Sometimes, to remove a broken node for repair or replacement, you may have to
force its removal from the cluster. Force removal only removes the broken node
from the cluster management's perspective. Force removal bypasses clean up jobs
for the installed components on the node itself. Upon recovery of the node, you
run bmctl reset nodes
to clean up the installed components on the node so that
it can be reused.
Force-removing nodes
The following methods apply to both control plane nodes and worker nodes. For
control plane nodes, controllers in Google Distributed Cloud also take care of the
bookkeeping of etcd
memberships.
Using bmctl
You can use bmctl
to remove the node from the cluster. Normally, bmctl reset
triggers a reset job to try to clean up installed components on the node. To
remove the node from the cluster without being blocked on cleaning up installed
packages, you can run the bmctl
command with the --force
flag:
bmctl reset nodes --addresses NODE_IP --force --kubeconfig ADMIN_KUBECONFIG --cluster CLUSTER_NAME
Replace the following:
NODE_IP
: the IP address of the node to reset, such as10.200.0.8
.ADMIN_KUBECONFIG
: the path to the admin cluster kubeconfig file.CLUSTER_NAME
: the name of the target cluster that contains the nodes.
Using kubectl
In Google Distributed Cloud, you can add an annotation to mark a node for force removal.

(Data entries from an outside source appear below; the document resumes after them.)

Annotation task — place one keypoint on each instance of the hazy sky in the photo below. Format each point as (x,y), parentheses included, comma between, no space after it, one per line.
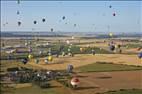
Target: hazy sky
(94,16)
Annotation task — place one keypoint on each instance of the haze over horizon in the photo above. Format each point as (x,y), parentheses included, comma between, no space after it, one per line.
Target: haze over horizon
(89,16)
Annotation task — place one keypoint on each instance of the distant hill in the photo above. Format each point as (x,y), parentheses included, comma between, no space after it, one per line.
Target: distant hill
(65,34)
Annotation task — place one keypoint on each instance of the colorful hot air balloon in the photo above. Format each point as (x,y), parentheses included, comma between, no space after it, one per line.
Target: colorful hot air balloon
(51,29)
(30,56)
(43,20)
(110,6)
(24,61)
(110,34)
(70,68)
(18,1)
(93,51)
(114,14)
(35,22)
(63,17)
(74,82)
(50,58)
(19,23)
(74,25)
(112,47)
(18,12)
(140,55)
(81,49)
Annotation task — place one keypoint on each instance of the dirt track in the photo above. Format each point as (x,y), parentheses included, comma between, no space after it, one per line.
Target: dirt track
(80,60)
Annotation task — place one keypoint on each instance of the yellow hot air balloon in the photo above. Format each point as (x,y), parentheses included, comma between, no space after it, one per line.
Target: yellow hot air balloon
(50,58)
(30,56)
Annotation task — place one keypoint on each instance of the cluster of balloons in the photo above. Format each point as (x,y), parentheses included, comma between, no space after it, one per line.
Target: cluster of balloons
(140,55)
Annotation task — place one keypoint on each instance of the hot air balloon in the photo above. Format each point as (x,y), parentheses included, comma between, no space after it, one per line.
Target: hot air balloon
(43,20)
(110,34)
(18,12)
(68,42)
(74,82)
(51,29)
(50,58)
(114,14)
(74,25)
(36,61)
(70,68)
(63,17)
(35,22)
(69,50)
(81,49)
(18,1)
(63,53)
(30,56)
(19,23)
(93,51)
(112,47)
(140,55)
(24,61)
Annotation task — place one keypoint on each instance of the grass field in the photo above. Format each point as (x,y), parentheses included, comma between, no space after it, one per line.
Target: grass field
(105,67)
(30,90)
(129,91)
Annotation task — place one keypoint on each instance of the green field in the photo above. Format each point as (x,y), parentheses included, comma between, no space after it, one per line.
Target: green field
(131,91)
(105,67)
(30,90)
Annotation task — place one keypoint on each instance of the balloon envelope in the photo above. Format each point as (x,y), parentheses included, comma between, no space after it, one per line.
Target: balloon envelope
(140,55)
(43,20)
(50,58)
(19,23)
(112,47)
(51,29)
(35,22)
(63,17)
(114,14)
(24,61)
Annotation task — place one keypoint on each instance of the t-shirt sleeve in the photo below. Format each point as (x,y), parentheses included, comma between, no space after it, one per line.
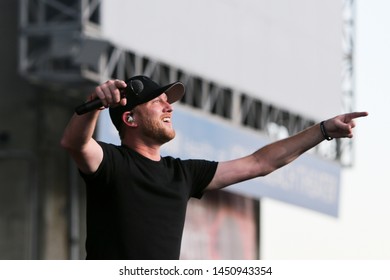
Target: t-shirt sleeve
(203,172)
(102,175)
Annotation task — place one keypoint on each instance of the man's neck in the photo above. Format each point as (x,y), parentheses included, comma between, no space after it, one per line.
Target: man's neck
(149,151)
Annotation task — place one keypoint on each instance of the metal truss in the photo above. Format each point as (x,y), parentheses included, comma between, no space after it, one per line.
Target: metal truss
(60,43)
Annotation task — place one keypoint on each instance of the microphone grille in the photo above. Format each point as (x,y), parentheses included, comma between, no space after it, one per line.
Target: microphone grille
(136,86)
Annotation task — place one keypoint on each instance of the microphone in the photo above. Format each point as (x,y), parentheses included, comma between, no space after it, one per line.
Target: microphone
(136,86)
(88,106)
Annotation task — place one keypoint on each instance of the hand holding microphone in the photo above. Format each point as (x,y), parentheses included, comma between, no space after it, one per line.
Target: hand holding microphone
(111,92)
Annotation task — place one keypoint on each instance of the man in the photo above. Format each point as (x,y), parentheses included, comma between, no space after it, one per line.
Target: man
(136,199)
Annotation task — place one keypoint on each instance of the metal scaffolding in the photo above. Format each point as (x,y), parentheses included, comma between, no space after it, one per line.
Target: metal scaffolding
(60,43)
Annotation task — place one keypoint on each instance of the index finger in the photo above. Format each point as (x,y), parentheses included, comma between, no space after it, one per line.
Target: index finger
(355,115)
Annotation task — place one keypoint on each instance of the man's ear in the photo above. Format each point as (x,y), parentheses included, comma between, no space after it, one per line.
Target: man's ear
(128,119)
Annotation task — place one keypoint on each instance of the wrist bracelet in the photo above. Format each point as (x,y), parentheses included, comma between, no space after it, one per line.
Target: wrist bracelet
(324,132)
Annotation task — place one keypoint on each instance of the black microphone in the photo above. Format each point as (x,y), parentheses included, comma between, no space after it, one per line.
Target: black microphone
(135,85)
(88,106)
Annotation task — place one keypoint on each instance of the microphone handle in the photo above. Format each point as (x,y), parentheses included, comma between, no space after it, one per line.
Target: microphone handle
(88,106)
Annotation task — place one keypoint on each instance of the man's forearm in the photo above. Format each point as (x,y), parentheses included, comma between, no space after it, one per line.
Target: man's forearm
(282,152)
(79,130)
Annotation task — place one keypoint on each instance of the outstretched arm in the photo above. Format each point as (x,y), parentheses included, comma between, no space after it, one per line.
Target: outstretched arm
(277,154)
(77,138)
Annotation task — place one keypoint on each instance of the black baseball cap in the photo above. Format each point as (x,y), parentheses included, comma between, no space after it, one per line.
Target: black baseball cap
(141,89)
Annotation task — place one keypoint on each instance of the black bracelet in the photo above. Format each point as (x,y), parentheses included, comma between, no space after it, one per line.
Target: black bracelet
(324,133)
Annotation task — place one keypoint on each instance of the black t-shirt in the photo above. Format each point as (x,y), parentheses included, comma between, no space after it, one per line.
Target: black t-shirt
(136,207)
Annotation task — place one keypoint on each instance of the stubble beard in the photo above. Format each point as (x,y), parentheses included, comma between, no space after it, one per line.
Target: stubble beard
(155,129)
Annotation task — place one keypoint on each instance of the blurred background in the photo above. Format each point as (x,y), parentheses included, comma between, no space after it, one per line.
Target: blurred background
(255,71)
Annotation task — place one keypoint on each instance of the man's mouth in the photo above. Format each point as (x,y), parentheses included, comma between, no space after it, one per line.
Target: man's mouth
(167,120)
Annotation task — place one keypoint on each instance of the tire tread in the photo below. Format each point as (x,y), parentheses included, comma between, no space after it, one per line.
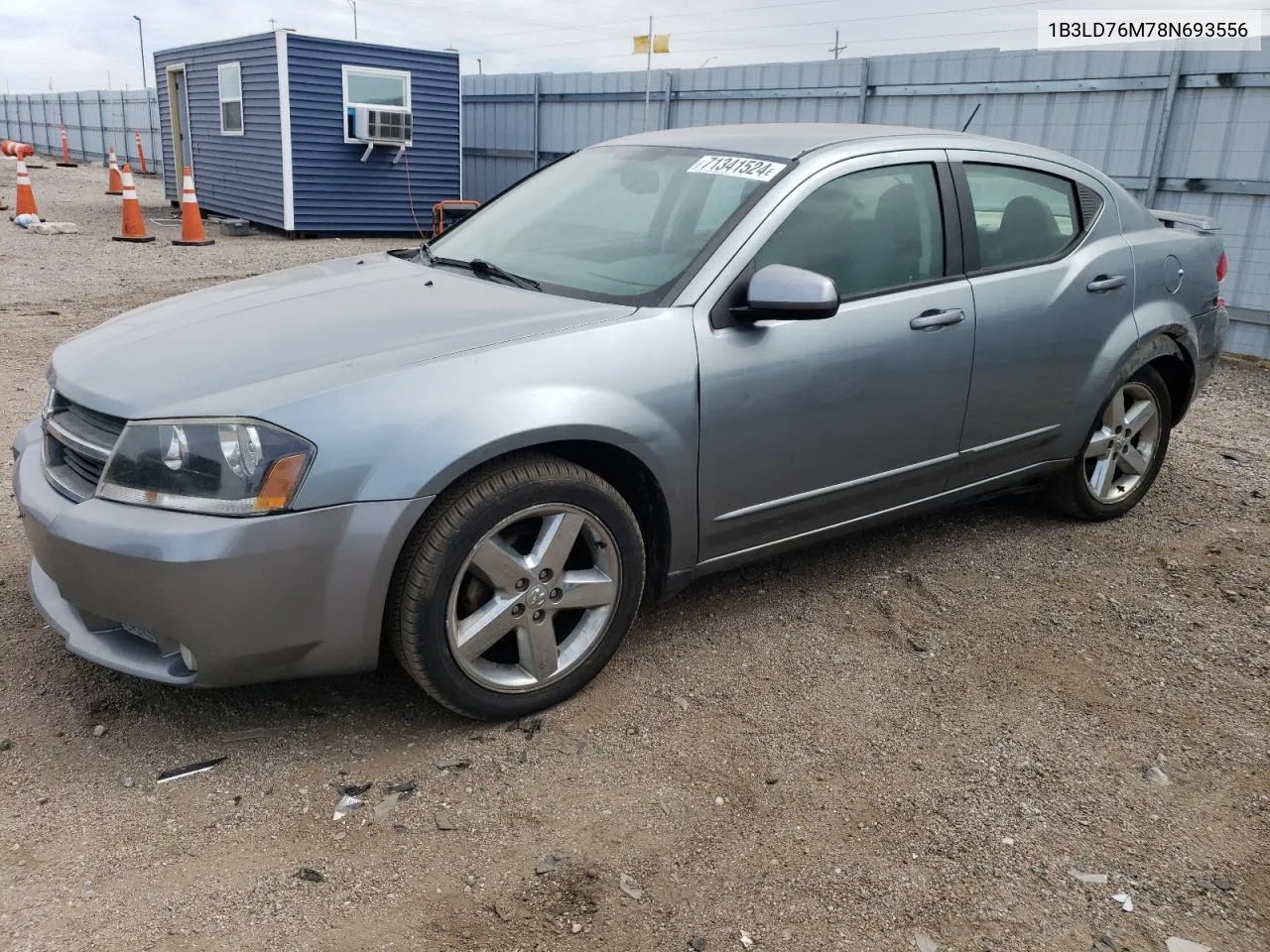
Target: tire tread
(414,581)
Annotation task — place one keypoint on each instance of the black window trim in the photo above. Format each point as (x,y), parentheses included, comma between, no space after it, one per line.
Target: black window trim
(953,254)
(970,232)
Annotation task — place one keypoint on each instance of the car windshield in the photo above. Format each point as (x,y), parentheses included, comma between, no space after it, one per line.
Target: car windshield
(613,223)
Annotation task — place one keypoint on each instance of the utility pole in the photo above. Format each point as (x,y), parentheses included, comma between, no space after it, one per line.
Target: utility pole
(141,40)
(837,48)
(648,72)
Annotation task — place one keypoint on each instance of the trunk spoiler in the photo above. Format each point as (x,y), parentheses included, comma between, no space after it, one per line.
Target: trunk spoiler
(1201,222)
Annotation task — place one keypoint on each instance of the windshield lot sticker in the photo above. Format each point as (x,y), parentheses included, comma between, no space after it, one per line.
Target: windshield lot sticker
(738,168)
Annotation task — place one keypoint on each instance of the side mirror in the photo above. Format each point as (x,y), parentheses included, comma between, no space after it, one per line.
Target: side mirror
(783,293)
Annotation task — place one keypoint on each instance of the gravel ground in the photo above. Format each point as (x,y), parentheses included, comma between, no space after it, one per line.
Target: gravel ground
(915,733)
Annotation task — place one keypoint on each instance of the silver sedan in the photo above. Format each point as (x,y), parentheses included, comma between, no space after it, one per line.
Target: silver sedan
(659,357)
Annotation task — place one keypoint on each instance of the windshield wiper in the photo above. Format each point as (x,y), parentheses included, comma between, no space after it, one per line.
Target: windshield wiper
(484,270)
(481,267)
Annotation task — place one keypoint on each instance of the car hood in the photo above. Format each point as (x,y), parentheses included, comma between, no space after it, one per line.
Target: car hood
(309,327)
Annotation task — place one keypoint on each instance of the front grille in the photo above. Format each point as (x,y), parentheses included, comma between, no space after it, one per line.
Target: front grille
(77,442)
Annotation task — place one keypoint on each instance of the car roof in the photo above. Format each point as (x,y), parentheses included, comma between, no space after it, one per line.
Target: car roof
(789,140)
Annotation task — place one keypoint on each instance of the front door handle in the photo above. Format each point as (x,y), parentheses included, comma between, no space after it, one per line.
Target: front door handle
(1105,284)
(930,320)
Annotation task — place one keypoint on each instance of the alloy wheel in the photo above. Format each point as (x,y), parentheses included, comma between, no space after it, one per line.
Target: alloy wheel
(1120,451)
(532,598)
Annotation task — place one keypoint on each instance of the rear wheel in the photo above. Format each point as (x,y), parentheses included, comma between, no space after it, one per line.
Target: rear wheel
(518,588)
(1123,453)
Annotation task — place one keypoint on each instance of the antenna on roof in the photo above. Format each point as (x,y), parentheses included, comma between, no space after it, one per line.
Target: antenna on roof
(971,117)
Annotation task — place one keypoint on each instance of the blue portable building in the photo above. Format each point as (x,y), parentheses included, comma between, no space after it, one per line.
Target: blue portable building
(312,135)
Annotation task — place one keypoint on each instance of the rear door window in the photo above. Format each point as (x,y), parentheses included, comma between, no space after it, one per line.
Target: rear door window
(1021,216)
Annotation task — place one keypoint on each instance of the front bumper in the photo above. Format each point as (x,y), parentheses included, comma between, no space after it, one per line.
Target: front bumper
(253,599)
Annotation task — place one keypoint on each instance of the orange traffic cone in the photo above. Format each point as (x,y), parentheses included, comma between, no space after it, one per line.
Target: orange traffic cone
(26,203)
(190,218)
(116,185)
(134,222)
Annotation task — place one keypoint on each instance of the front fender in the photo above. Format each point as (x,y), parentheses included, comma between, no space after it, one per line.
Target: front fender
(435,454)
(630,385)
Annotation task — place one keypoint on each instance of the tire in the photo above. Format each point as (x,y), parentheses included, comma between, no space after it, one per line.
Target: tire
(1087,492)
(488,563)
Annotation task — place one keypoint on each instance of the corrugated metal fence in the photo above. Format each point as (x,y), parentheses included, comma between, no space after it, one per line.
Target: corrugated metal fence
(1189,132)
(94,121)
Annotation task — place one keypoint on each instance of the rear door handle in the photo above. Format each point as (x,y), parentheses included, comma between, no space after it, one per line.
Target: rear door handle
(929,320)
(1105,284)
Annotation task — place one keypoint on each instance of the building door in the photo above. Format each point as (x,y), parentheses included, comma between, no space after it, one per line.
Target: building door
(178,107)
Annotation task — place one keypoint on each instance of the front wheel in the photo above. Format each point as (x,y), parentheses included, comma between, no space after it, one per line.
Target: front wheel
(518,588)
(1123,453)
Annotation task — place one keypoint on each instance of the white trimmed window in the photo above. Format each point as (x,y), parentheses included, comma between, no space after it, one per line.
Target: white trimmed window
(382,90)
(229,76)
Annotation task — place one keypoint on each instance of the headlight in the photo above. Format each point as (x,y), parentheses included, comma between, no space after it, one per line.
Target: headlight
(218,467)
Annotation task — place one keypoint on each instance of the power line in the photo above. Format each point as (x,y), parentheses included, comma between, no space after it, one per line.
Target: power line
(733,9)
(771,27)
(801,45)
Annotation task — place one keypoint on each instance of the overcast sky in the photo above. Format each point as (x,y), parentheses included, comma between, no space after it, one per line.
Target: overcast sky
(82,44)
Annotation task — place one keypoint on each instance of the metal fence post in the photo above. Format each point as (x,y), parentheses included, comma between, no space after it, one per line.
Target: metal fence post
(862,99)
(1166,111)
(79,125)
(100,118)
(538,132)
(123,123)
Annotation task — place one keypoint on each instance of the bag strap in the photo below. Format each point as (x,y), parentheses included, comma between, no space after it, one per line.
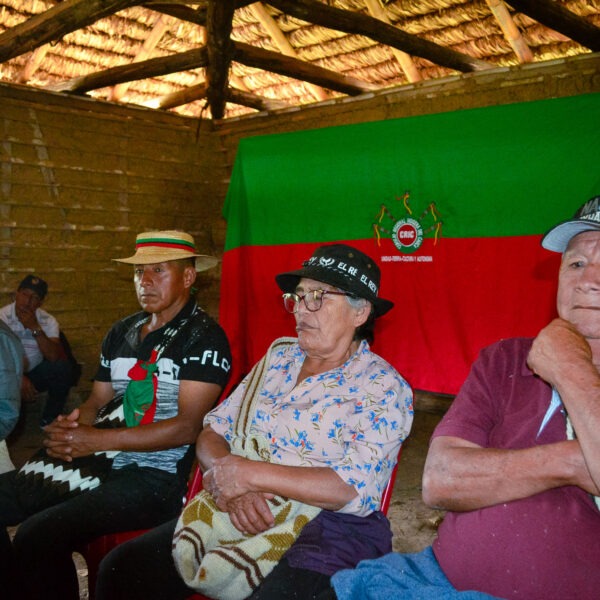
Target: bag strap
(254,385)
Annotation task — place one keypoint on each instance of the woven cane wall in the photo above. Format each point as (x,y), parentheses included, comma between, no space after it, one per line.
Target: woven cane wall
(79,180)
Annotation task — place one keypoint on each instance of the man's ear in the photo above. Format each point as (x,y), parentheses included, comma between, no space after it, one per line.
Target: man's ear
(189,276)
(362,314)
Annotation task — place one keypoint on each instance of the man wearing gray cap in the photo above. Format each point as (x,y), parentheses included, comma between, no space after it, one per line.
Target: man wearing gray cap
(516,459)
(46,367)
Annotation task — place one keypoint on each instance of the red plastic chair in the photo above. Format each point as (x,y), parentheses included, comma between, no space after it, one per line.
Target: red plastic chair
(93,552)
(386,498)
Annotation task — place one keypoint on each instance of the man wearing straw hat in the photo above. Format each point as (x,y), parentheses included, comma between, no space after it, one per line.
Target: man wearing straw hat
(169,363)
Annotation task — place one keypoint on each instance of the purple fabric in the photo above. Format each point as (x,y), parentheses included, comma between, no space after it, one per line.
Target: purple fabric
(334,541)
(544,547)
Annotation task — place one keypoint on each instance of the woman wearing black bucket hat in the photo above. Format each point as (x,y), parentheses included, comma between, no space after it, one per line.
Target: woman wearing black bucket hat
(328,417)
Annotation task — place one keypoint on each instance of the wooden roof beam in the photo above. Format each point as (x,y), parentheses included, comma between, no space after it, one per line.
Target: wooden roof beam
(404,60)
(298,69)
(278,37)
(185,96)
(180,10)
(318,13)
(557,17)
(510,30)
(154,67)
(237,96)
(219,46)
(55,23)
(160,27)
(255,101)
(33,62)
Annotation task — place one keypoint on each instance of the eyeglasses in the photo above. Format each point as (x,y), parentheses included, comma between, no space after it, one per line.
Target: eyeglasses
(313,300)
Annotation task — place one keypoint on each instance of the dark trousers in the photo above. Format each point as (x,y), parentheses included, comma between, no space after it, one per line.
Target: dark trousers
(55,378)
(290,583)
(38,563)
(143,568)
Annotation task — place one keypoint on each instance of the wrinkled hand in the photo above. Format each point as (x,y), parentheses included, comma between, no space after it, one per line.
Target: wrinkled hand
(225,480)
(250,513)
(66,438)
(28,390)
(558,346)
(581,475)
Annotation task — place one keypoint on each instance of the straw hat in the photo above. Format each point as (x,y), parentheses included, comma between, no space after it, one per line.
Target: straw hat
(162,246)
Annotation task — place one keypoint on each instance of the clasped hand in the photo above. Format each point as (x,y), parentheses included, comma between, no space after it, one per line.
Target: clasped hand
(227,482)
(27,317)
(67,439)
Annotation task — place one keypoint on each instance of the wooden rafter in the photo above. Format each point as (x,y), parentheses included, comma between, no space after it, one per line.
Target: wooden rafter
(154,67)
(219,46)
(33,62)
(160,27)
(237,96)
(510,30)
(557,17)
(292,67)
(193,59)
(404,60)
(356,23)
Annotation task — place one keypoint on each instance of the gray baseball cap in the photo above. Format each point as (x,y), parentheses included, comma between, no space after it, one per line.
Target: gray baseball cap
(587,218)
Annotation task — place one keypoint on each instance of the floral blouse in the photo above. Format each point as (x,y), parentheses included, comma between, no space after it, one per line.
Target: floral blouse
(352,419)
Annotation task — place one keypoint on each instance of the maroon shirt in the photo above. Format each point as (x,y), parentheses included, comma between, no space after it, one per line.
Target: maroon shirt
(543,547)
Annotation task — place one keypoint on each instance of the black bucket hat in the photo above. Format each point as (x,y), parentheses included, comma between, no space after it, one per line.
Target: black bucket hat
(587,218)
(344,267)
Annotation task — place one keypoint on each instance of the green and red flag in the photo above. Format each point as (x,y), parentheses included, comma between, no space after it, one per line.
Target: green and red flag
(452,207)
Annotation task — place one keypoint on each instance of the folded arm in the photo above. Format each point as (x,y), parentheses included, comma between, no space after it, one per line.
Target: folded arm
(241,486)
(562,356)
(462,476)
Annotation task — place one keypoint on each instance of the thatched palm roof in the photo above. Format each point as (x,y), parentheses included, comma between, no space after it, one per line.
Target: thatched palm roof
(232,57)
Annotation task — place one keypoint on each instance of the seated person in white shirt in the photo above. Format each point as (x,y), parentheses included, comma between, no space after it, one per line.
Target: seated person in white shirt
(46,367)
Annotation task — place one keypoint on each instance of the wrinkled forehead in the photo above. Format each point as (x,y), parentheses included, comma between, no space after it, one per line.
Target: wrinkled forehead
(581,241)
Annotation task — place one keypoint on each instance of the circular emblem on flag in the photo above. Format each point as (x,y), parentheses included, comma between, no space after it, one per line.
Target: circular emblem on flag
(407,235)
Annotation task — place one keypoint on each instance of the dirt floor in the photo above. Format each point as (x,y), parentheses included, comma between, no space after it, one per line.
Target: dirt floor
(413,523)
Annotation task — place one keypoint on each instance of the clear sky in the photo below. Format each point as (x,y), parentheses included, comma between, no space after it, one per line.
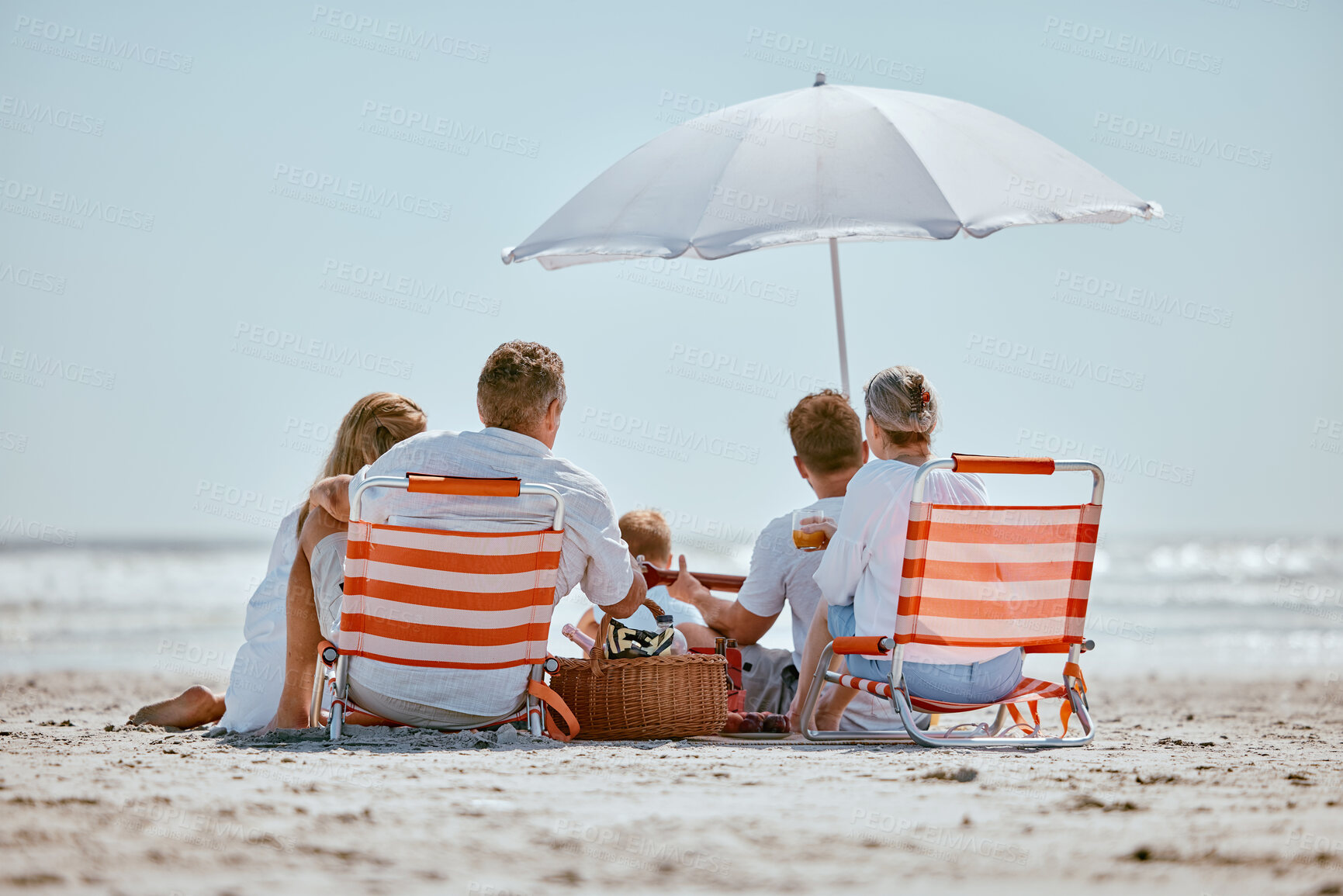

After removing the node from the parent nodepool, run the following command
to annotate the corresponding failing machine with the
baremetal.cluster.gke.io/force-remove
annotation. The value of the annotation itself
does not matter:
kubectl --kubeconfig ADMIN_KUBECONFIG -n CLUSTER_NAMESPACE \ annotate machine 10.200.0.8 baremetal.cluster.gke.io/force-remove=true
Google Distributed Cloud removes the node successfully.